Je m’appelle Mina

Je m’appelle Mina
David Almond
Traduit (anglais) par Diane Ménard
Gallimard Jeunesse (grand format), 2011

Folle de mots

par Anne-Marie Mercier

Je m’appelle Mina .jpgMina aime la nuit, et aussi les mots. Elle les utilise en toute liberté, au grand dam de son institutrice, ignorant les règles et la logique ordinaire. Elle écrit son journal avec sa fantaisie, mêlant réflexions et notations prosaïques, questions et rêveries. Elle raconte aussi son histoire qui a fait qu’elle a été retirée de l’école, pour comportement trop « bizarre », la scène de terreur qui a tout déclenché, l’ombre d’un père disparu, son passage par un établissement spécialisé.

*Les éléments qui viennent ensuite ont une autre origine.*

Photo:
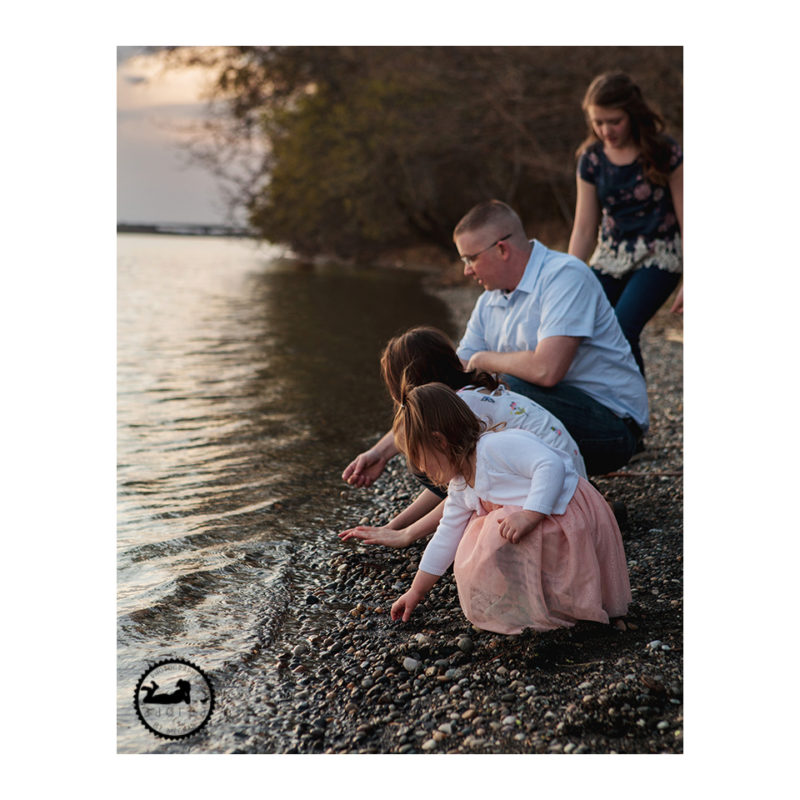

Le journal de Mina est un livre hors-normes par sa forme : pages noires, pages vides, listes, « activités hors piste » qu’elle se propose : « observer la poussière qui danse dans la lumière », « écrire un poème qui répète un mot, qui répète un mot, répète un mot, jusqu’à ce qu’il perde pratiquement son sens », inventer des mots, refuser les évaluations… Le texte est très bien traduit, un tour de force, vu son originalité et sn inventivité verbale. Les pages sont tantôt sages, tantôt couvertes de mots en très gros caractères ou en encadrés. David Almond joue avec l’espace de la page en toute liberté.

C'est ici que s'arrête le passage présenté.